Liraya knelt, her fingers hovering just above the dead orb. She could feel no residual energy, no echo of the joy it once contained. It was a magical vacuum. The plague wasn't just suppressing emotion; it was annihilating it, leaving a scar on reality itself.

"We have to stop this," Crew said, his voice hardening from unease to cold resolve. He had seen the same thing she had. He understood the finality of it.
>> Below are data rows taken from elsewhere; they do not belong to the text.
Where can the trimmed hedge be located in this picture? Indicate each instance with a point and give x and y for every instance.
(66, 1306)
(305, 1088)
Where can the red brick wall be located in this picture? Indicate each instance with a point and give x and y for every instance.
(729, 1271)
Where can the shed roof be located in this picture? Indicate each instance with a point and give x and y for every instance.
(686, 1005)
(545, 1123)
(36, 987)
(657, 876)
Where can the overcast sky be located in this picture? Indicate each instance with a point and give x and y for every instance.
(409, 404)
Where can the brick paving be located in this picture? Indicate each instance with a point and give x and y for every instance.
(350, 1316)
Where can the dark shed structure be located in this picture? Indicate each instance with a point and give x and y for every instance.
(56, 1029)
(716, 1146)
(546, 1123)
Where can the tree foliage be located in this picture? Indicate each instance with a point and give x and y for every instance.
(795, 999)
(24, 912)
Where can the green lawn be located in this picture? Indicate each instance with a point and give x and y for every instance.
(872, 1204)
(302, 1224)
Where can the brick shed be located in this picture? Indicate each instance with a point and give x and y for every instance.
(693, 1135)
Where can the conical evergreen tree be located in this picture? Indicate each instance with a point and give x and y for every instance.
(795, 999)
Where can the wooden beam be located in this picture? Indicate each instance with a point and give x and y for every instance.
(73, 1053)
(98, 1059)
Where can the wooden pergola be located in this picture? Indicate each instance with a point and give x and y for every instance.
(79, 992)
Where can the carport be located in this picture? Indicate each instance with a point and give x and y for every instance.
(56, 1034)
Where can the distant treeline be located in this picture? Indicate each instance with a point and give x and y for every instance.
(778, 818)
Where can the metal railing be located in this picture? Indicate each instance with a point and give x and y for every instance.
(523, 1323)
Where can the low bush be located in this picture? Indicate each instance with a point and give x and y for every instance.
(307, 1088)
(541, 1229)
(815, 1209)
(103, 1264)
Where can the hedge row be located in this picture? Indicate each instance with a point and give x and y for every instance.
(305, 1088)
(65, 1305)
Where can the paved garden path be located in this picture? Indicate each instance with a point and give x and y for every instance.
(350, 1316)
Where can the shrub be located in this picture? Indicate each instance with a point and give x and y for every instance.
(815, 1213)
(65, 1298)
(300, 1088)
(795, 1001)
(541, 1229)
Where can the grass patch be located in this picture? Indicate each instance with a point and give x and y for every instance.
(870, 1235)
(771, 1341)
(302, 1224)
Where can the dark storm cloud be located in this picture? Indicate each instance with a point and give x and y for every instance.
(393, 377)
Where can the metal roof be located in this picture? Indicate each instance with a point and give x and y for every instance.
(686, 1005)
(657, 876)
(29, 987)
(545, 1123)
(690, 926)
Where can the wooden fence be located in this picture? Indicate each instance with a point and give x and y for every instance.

Liraya stood up, the despair in her chest hardening into something else. Something hot and sharp and unyielding. The grey orb was a line in the sand. They had underestimated the enemy's weapon. They had thought it was a passive affliction, a slow-acting poison. But it was a scalpel, precisely and efficiently excising the very soul of the city. And if they could do this to the Night Market, to the very concept of a child's dream, then they could do it to anyone. To everyone.

"We will," she said, her voice now clear and strong, cutting through the oppressive silence. "We'll find the source. And we will burn it to the ground." The promise hung in the dead air, a single spark of defiant will in a world being consumed by the void.